SSA: Police-seized guns returning to criminals’ hands

The content originally appeared on: Trinidad and Tobago Newsday

FILE PHOTO: Guns and ammunition seized by police at a warehouse in March. The 2020 Strategic Services Agency report claims that some of the weapons, including high-powered rifles, seized by police are findin their way back to the hands of criminals. – TTPS

ILLICIT firearms seized by the police from violent criminals are making their way back into the hands of gang members, lamented the Strategic Services Agency annual report 2020, laid in the Senate on Tuesday.

“Despite a number of illegal weapon and ammunition seizures, there remains the unabated import of several updated and even more sophisticated weapons. As such, several gangs now have in their possession weapons, which are automatic.

“These need to be destroyed, as intelligence reports reveal some seized firearms do make it back onto the streets, in the hands of criminals.”

Former commissioner of police (CoP) Gary Griffith on Wednesday told Newsday that during his tenure he had not received any formal complaints from officers of any firearms gone missing, but nevertheless had instructed an audit by firearms specialist Paul Nahous.

Griffith said, “When I was commissioner, I had no knowledge of that. We had intelligence reports that there was a possibility that sometimes you had weapons seized by the police that were in the stations that could be rented to criminals and then be returned. That was all hearsay. We had no evidence to verify such.

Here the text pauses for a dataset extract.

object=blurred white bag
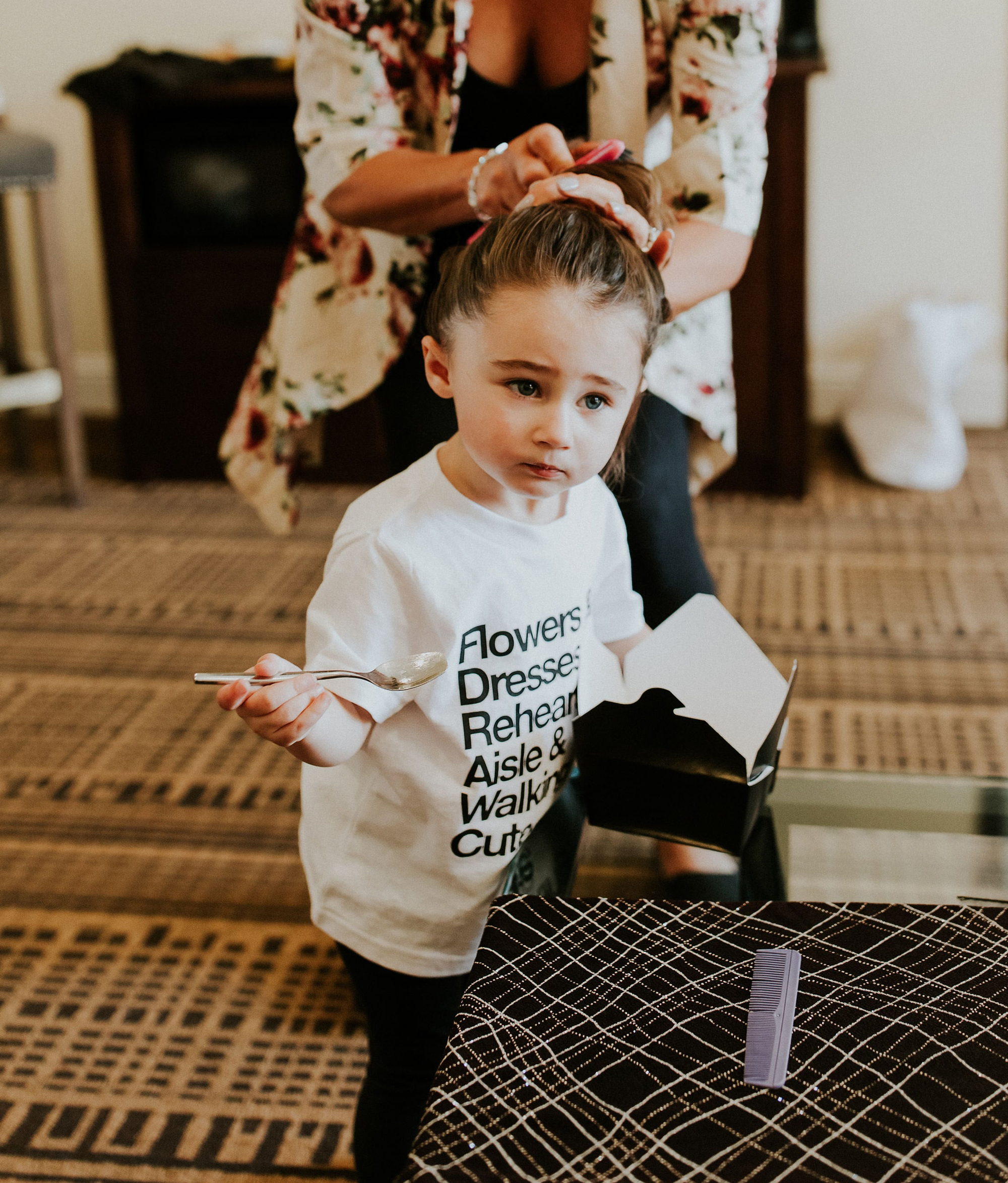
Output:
[841,299,1000,490]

“I put a directive to start getting all seized weapons at the stations to come to the Police Academy for safe-keeping or to be destroyed if they were not going to be used as (courtroom) evidence.”

He reiterated that he had never been notified of seized weapons going missing. “I didn’t have confirmation. To have that would have meant that weapons would be stolen and recorded as being stolen after being seized by the police. I can’t recall any such reports coming to me that weapons were stolen.”

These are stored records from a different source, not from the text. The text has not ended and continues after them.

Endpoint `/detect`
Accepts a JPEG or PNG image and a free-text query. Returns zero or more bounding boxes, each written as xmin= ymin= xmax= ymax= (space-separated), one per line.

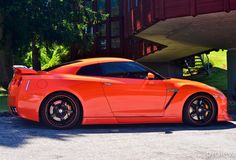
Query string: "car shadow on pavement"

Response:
xmin=0 ymin=117 xmax=236 ymax=148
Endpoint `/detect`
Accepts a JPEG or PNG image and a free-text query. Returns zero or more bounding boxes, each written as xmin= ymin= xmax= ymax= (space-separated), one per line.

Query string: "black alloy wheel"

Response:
xmin=183 ymin=94 xmax=217 ymax=126
xmin=40 ymin=93 xmax=82 ymax=129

Griffith said he set up an audit team led by Nahous whose stint was then ended after Griffith had left his post, by the successive police leadership.

“The audit was to verify that all the weapons that were seized were actually in the police stations and not lost or given to criminal elements.”

Nahous told Newsday that during his audit he had visited police stations nationwide, but had found many property rooms which housed seized firearms to be “a total mess.”

He said decades of firearms were stored in these facilities. Nahous said he had sent some of those firearms to be destroyed, although this was a very bureaucratic process usually involving first obtaining permission from several agencies of the State. He said that in his confidential 50-page audit report, he had made recommendations for better storage of seized firearms.

Despite property rooms seemingly overwhelmed, Nahous said they were very well secured by officers known as property keepers who ran strict regimes.

Newsday asked if firearms might leak out from those property rooms.

Nahous replied, “It is not impossible. I didn’t see it. It would surprise me if those guns leaked out.”

However, he offered another suggestion as to how seized firearms could find their way back to criminals.

“It would be very easy for a police officer to seize a firearm but for this not to go to the property room.”

Minister of National Security Fitzgerald Hinds commented on the SSA’s claims of some seized guns going back into criminals hands, saying, “Yes, that is true.”

“There are a number of reasons and ways in which guns can get into the hands of criminals.

“Unfortunately, we, like every other country in the world, have had multiple examples of personnel within law enforcement, within the protective services, who are complicit in criminal activity. Trinidad and Tobago is not immune.

“Persons might seize firearms from criminals, never report it to officialdom, and make it available to others.” He recalled firearms going missing from police stations, security guards and even once the Forensic Science Centre, plus unconfirmed reports of individuals of dubious character possessing licensed firearms.

Hinds said he joined calls by the Prime Minister and CoP for citizens to share information with the police to help in the seizure of illegal guns.

“The life you save may be your own.”

Newsday asked if more penalties were needed for any such corrupt acts by certain police officers, but Hinds noted the seriousness of the fallout of public exposure.

“Typically they would lose their jobs, they would suffer ignominy, they would be made ashamed – their families, their wives, their children and society would pour scorn upon them.”

Again saying this was not just a problem in TT, Hinds recalled the FBI once arresting 52 corrupt police officers in California, while three DEA officers were once arrested in South America for drug trafficking. He said the issue was not so much one of penalties but human frailties.

Asked if new initiatives were needed to deter any police officers from giving guns to criminals, Hinds said, in 2019, the Government had brought legislation for more stringent measures against errant law enforcement officers, seemingly referring to an amendment to the Firearms Act.